I was with him from the beginning of his sufferings here, and I helped him while he was alive as well as I could and knew how; and would it be honorable to leave him now without respect, without prayer together with you for his soul which suffered so much, on this day which is so great for him?! He was my friend and father and – forgive me my heart is there, in this confining tomb, in the grave with Vladika. My heart weeps over my father! However, these tears are only tribute-money paid to our human nature. It is not right to give oneself over to excessive sorrow for the reposed, for the remembrance of the righteous is with praises (Prov. 10:7). Let us marvel at the greatness of God: how wondrous is God in His Saints!
Yes, the death of the righteous is the end of the battle with the passions of the flesh; after death the strugglers are glorified and receive victorious crowns.
Who, if not Vladika John, mastered his body? As you know, he did not give it rest day or night. Only a shadow remained of it. His bodily members were worn out from fasting and from the labor of vigil. Grant him, O Lord, the eternal stronghold and lead him into Thy eternal light!
With the hope of the ancient saints he labored fervently to give rest to those sorrowing and in need. May he repose in Thy harbor, O Lord!
Sorrow has come to us: we have been deprived of him who took care of us. I received a letter from him in which his concern for me was manifested. Perhaps this was the last letter that he wrote in his lifehe wrote it on July 1st, and on the seal of the Seattle post office on the envelope is indicated the date July 2nd, in the afternoon, that is, the day of his repose.
But we must know that the hour of his departure was determined by the Lord; wherefore, restrain your tears and raise your voice in praise of this struggler!
O our beloved Vladika! The Church remembers your zeal, for you were her true archpastor, and by your prayer you saved your flock!
You were a priest like unto Aaron; you were a chief-priest like unto Moses; Joseph did you emulate in continence, and in zeal Elias.
Always before your eyes was the image of your Lord; with indefatigable zeal you strove toward the goal which the Lord pointed out to you; wherefore as His faithful slave the Lord called you to Himself and separated you from us.
Your working day did not end with night; night was the field of your labors of prayer. Therefore, it may be that it happened not without God's Providence that we sang your funeral and buried you at night.
Now you no longer bear the burden of your body; from henceforth your lot is in Paradise.

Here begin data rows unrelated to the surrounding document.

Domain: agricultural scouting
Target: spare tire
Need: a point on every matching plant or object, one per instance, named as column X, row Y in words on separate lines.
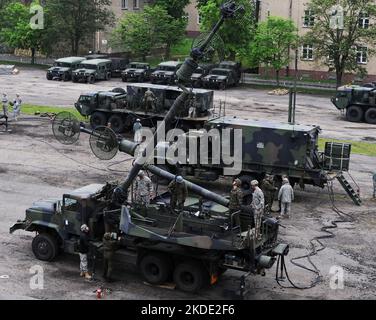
column 354, row 114
column 370, row 116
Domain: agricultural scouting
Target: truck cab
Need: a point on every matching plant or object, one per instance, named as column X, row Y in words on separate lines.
column 62, row 68
column 92, row 70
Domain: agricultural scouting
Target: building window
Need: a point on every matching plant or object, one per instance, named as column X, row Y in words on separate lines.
column 307, row 52
column 124, row 4
column 364, row 21
column 362, row 55
column 308, row 19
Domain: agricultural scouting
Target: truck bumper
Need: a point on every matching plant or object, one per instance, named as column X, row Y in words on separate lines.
column 20, row 225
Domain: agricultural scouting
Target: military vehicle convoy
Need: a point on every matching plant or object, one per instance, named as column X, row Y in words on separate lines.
column 166, row 73
column 136, row 71
column 63, row 68
column 359, row 102
column 122, row 108
column 92, row 70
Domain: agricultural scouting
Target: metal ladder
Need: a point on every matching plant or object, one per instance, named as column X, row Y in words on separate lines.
column 349, row 189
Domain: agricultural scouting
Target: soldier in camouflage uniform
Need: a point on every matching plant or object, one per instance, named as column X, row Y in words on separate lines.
column 179, row 193
column 149, row 100
column 109, row 248
column 258, row 204
column 268, row 188
column 143, row 189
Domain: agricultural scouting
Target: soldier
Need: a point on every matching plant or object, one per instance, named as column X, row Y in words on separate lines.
column 258, row 204
column 109, row 248
column 83, row 249
column 137, row 127
column 149, row 100
column 4, row 114
column 17, row 107
column 268, row 188
column 286, row 196
column 236, row 199
column 179, row 193
column 143, row 189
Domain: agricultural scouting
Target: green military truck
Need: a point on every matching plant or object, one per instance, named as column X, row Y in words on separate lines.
column 166, row 73
column 122, row 108
column 93, row 70
column 63, row 68
column 359, row 102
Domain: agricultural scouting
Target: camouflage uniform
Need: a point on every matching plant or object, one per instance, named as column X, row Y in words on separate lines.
column 258, row 203
column 179, row 192
column 109, row 248
column 268, row 188
column 143, row 190
column 149, row 99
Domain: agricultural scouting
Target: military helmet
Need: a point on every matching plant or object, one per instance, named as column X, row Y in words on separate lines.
column 179, row 179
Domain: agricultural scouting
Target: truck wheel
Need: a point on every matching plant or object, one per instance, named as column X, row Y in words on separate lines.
column 371, row 116
column 117, row 123
column 354, row 114
column 155, row 268
column 45, row 247
column 190, row 276
column 98, row 119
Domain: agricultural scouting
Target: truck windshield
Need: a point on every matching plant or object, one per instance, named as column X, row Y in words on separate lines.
column 62, row 64
column 88, row 66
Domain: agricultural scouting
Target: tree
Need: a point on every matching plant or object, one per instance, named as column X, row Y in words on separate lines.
column 273, row 39
column 16, row 31
column 78, row 20
column 338, row 48
column 154, row 27
column 174, row 22
column 235, row 33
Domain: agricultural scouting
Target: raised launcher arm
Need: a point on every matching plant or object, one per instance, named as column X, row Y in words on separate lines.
column 228, row 10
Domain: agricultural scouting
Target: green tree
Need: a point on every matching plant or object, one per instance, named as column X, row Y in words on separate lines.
column 173, row 22
column 154, row 27
column 235, row 33
column 338, row 47
column 16, row 31
column 78, row 20
column 270, row 46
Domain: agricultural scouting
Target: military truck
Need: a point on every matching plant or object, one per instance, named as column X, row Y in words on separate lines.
column 166, row 72
column 270, row 148
column 219, row 78
column 235, row 66
column 136, row 71
column 92, row 70
column 62, row 68
column 201, row 72
column 359, row 103
column 122, row 108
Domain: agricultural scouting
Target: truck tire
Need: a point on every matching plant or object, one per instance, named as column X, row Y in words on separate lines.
column 117, row 123
column 190, row 276
column 98, row 119
column 45, row 247
column 354, row 114
column 370, row 116
column 155, row 268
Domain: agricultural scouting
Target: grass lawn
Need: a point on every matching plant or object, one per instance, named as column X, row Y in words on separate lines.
column 32, row 109
column 357, row 147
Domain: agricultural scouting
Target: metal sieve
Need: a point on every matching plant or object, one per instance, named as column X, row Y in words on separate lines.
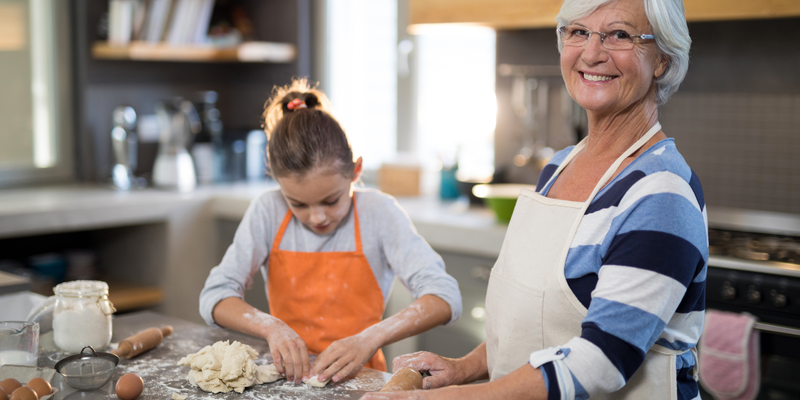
column 87, row 371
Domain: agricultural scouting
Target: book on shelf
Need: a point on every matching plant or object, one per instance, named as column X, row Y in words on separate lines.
column 177, row 22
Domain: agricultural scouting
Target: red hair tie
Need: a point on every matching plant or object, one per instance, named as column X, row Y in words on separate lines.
column 296, row 104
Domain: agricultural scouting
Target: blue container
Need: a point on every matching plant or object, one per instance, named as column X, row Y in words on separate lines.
column 449, row 185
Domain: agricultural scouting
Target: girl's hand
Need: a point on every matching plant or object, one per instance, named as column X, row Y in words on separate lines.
column 289, row 352
column 443, row 371
column 344, row 357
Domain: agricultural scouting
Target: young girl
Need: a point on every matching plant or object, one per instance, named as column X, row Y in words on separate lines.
column 328, row 253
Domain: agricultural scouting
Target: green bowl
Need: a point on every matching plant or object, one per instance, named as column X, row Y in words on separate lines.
column 500, row 197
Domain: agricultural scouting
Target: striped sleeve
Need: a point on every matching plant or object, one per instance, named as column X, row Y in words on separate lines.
column 648, row 234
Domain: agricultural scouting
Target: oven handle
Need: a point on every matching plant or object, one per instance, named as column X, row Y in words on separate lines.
column 779, row 329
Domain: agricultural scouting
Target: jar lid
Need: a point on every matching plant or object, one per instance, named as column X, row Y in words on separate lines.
column 87, row 370
column 81, row 288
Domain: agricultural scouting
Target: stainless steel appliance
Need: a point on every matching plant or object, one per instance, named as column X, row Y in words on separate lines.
column 754, row 267
column 124, row 142
column 179, row 123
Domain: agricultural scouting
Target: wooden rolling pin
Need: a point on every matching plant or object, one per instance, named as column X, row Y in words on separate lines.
column 404, row 379
column 139, row 343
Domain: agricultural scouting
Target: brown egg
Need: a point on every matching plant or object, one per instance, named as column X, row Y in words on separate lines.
column 129, row 386
column 10, row 385
column 24, row 393
column 40, row 386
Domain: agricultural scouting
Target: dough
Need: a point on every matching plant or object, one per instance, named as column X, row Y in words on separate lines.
column 313, row 381
column 225, row 366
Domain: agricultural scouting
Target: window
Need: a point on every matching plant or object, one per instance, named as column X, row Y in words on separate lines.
column 452, row 91
column 34, row 135
column 456, row 103
column 361, row 78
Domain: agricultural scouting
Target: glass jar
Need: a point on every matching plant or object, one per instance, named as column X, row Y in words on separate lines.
column 82, row 315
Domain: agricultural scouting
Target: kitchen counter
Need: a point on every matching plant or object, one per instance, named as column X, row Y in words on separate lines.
column 170, row 240
column 452, row 226
column 163, row 377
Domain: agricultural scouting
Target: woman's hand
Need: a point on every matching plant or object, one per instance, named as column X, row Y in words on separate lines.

Who does not weep over your departure? Who does not rejoice over the crown which you have obtained? Praise be to Him Who chose you!
Your voice has become silent for us, but may your blessings be poured out abundantly on us! We are deprived of seeing your face, but may your name shine out among us!
You have left us orphans, our father, but may your prayer be for us a mother, and for its sake may the all-praised Trinity protect our souls! From that holy altar at which you served holily and reverently, may the glorification of your memory ascend from ages unto ages!
May your prayer overshadow your flock! Pray for its salvation. May all who have now gathered to pay respect to your memory receive the blessing of your prayers; may they one day rejoice with you in the heavenly bridal chamber, and may they magnify and glorify Him who chose you!
O righteous God! With the Saints grant rest to the much-suffering soul of Thy slave, our beloved Archbishop John! Amen.